By Michelle Pucci
Fewer than 50 people in Laval were left with frozen pipes earlier this month.
Since January about 680 people have lost access to water because of frozen pipes in Laval. Usually that number ranges from 100-200.
During extreme weather in January and February, the ground becomes deeply frozen as the cold makes its way down and reaches parts where there are water pipes.
“Usually when it is really cold we don’t have this problem,” said Valérie Sauvé from the city of Laval, calling this year exceptionally cold.
But she says even now they are not at the point where they can declare a victory.
“We’re waiting for the many people on vacation to return,” she said. “When they get back and want to run their water again we’ll find out if there are new cases of frozen pipes.”
Despite warmer weather, it’s possible more households will discover frozen pipes until those higher temperatures make their way down through the soil.
The city works to defreeze about 30 calls per day.

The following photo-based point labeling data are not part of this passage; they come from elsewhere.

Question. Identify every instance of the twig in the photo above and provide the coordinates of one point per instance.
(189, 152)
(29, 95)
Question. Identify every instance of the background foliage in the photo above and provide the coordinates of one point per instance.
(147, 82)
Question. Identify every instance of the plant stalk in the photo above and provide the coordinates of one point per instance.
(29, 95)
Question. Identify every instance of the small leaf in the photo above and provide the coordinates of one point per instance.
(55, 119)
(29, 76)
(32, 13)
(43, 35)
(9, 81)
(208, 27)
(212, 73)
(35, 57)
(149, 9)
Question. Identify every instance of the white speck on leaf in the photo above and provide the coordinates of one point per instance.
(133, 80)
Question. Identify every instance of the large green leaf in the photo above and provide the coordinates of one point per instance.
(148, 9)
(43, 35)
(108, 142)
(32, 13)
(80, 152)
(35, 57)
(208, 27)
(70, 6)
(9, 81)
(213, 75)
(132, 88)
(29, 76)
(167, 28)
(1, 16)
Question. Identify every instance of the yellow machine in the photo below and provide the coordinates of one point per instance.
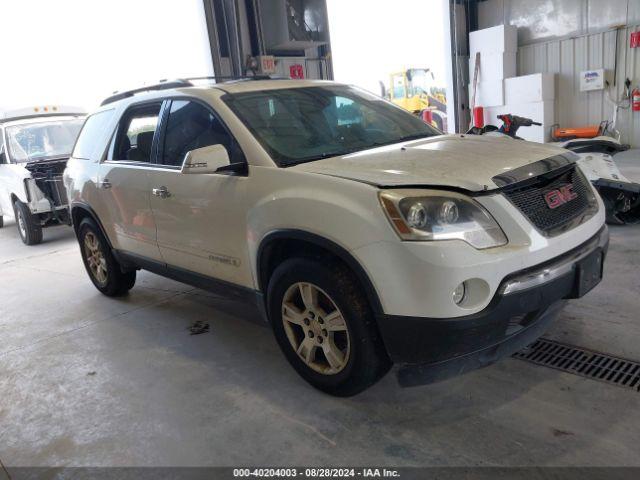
(414, 90)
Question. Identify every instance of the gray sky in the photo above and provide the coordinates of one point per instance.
(370, 39)
(77, 52)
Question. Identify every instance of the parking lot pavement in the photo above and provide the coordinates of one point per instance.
(92, 381)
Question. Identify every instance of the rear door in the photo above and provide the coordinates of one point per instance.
(201, 219)
(124, 185)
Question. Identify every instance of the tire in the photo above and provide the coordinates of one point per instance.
(30, 231)
(102, 267)
(360, 359)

When residents realize that they don’t have access to water, they’re supposed to call 311 so the city can inspect the pipes.
About a dozen teams every day are tasked with de-freezing pipes that are frozen on public land.
Residents that lose access to water because the pipes on their private property are frozen must contact a plumber and visit nearby water distribution centres to pick up four litres of water per day. Nearby arenas and community centres also provide showers.